Miro a porta escura da torre tentando discernir que tipo de sombras eram aquelas que pulavam ao longo da muralha. Homens não eram, os homens não pulam assim! Pensou em ir dar algum alento a Camalo, sossegá-lo quanto às sombras.

Era um jovem, e para os luso-romanos as sombras são ninfas que lhe querem sugar o sangue enviadas pelo próprio demo que é o antagonista de Cristo: o carpinteiro crucificado que seguem. Para mim as sombras não passam de valquírias que deambulam pelos três mundos. A porta negra da torre é mais aconchegante do que ir fazer companhia a Camalo, depois da porta há hidromel e uma lareira quentinha. Decido-me a entrar, percorrendo com cuidado o escorregadio e pedregoso passadiço cheio de gelo que resvala. Demoro uma eternidade a percorrer o caminho debatendo-me com a pesada capa castanha de fazenda grosseira que me esvoaçava e me tapava o rosto. Por fim, abro a férrea porta. O que me custa imenso sem a habitual ajuda de dentro. A porta range de esforço… por fim, acho-me dentro e torno a arrastar a porta para fechar.
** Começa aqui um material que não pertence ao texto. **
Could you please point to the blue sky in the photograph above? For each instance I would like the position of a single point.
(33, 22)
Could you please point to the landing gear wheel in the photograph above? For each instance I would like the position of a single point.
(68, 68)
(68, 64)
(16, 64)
- Raios Frumário! Porque não me auxiliaste com a porta? – digo enervado, encarando Frumário que me mirava inerte e coçando a sua farta cabeleira negra.

- Tou preguiçoso… – responde-me.

- …O inverno põe-me indolente. – conclui, coçando na sua barba entrelaçada. Eu penso que Frumário, no tempo quente, também é indolente, mas guardei isso para mim. Dirijo-me ao alambique, retirando um recipiente de madeira debaixo da serpentina, o líquido amarelado ao fundo reflectia as tremelicantes luzes da lucerna e do archote. É suficiente para me aclarar a garganta. Sorvo-o todo, perante a passividade de Frumário. Está um tanto adocicado, mas não faz mal. Depois, detenho-me a olhar o preguiçoso, defronte da porta de braços caídos.

- Que raios estás a fazer?

- Nada.

- Nada? Porra! Vou dormir!

- Mas estais de turno de sentinela.

- Não se passa nada, está um frio de rachar lá fora e Camalo está na guarita, daqui a três horas vou substitui-lo… e depois eu sou o chefe da fortaleza e eu faço o que me apetecer. - dito isto traço a minha capa e procuro uma das redes que balançam presas entre as duas paredes de granito. Odoacro está numa delas, abro uma e meto-me a balançar, mirando Frumário ainda de pé. Passado pouco tempo o preguiçoso encosta-se à parede dormitando e eu, lentamente, entro em vigília.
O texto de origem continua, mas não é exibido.